McCollum bill seeks to protect BWCA from mining

Newton Lake, BWCAW, Minnesota

Newton Lake, BWCAW, Minnesota

As the mining industry readies its strategy for the next few years, those seeking environment protections in Northern Minnesota generated headlines this week as well.

Yesterday, U.S. Rep. Betty McCollum (D-MN), representing the St. Paul metro district, introduced legislation that would prevent mining in the same watershed as federal wildernesses like the Boundary Waters Canoe Area (BWCA). While that would not affect the proposed PolyMet development in Hoyt Lakes, part of the St. Louis River watershed, it would essentially block the less developed Twin Metals proposal in Ely.

Before anyone gets too excited, the bill has no chance of passing either the House or Senate. McCollum did say she hopes to influence the Obama administration to address the matter through the executive branch, though it’s hard to imagine much happening there one way or another.
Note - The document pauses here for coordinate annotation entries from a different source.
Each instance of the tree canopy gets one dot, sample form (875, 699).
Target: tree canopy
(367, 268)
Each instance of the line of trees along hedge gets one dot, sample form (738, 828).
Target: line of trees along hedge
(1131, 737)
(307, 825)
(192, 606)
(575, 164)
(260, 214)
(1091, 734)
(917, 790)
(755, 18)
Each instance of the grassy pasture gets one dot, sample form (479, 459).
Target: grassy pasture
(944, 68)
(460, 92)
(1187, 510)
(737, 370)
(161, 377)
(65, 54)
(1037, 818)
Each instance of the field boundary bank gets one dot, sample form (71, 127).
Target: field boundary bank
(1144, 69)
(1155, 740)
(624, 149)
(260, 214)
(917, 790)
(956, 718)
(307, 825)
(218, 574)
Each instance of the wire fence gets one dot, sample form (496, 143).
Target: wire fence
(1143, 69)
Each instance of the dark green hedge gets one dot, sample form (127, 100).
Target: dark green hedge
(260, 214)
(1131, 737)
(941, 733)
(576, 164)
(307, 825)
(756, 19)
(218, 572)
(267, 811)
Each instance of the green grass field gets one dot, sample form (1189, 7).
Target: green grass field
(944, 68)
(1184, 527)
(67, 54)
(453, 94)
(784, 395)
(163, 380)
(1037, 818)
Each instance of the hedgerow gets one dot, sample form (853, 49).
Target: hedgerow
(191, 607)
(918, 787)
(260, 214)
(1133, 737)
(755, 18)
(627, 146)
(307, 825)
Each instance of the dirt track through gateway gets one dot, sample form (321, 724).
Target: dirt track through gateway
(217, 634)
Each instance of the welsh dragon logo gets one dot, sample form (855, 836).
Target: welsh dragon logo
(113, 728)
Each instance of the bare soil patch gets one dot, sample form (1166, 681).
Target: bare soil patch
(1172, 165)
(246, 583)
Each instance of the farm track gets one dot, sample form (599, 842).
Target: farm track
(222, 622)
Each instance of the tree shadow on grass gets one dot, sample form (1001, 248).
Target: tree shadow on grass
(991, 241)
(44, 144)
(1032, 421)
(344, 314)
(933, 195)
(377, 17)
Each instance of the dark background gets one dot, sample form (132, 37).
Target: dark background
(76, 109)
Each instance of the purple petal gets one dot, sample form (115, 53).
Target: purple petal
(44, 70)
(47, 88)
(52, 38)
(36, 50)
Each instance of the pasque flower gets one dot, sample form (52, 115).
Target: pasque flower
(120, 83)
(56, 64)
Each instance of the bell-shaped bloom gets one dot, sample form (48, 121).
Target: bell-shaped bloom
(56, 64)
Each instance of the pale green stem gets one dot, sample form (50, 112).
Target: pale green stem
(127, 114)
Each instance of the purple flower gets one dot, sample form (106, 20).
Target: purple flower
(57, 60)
Also this week, the Minnesota Environmental Partnership announced the results of a poll it commissioned about mining. While 72 percent of Minnesotans support traditional iron mining, only 18 percent generally support nonferrous mining near the BWCA. The practice of “sulfide mining,” a term that refers to mining rocks high in sulfur which can create chemical reactions in area waters, has only 26 percent support, with 28 percent opposed and — the statistic of the hour — 46 percent claiming no opinion.

These stories are continued salvos in the debate over nonferrous mining (or “sulfide mining,” or “innovate new mining” or whatever you want to call it). With the intense global pressure being placed on iron mining and other commodities, it seems to me that the most likely thing to stop new mining is economic reality. Nevertheless, the battle over the regulatory environment is real. As the poll shows, the debate remains largely confined to mining companies and their political hands, environmentalists and their political hands, a contingent of opinionated campers and naturalists along with the ever-decreasing population of nearby cities.

To borrow from the board game “Clue,” in the end the culprit could be Apathy in the Conservatory with the Copper-Nickel Pipe.


  1. Independent says

    If only Betty was around in 1887 she may have had a chance at that one. Go cliff diving and swimming at Miners Lake in Ely this summer when you visit.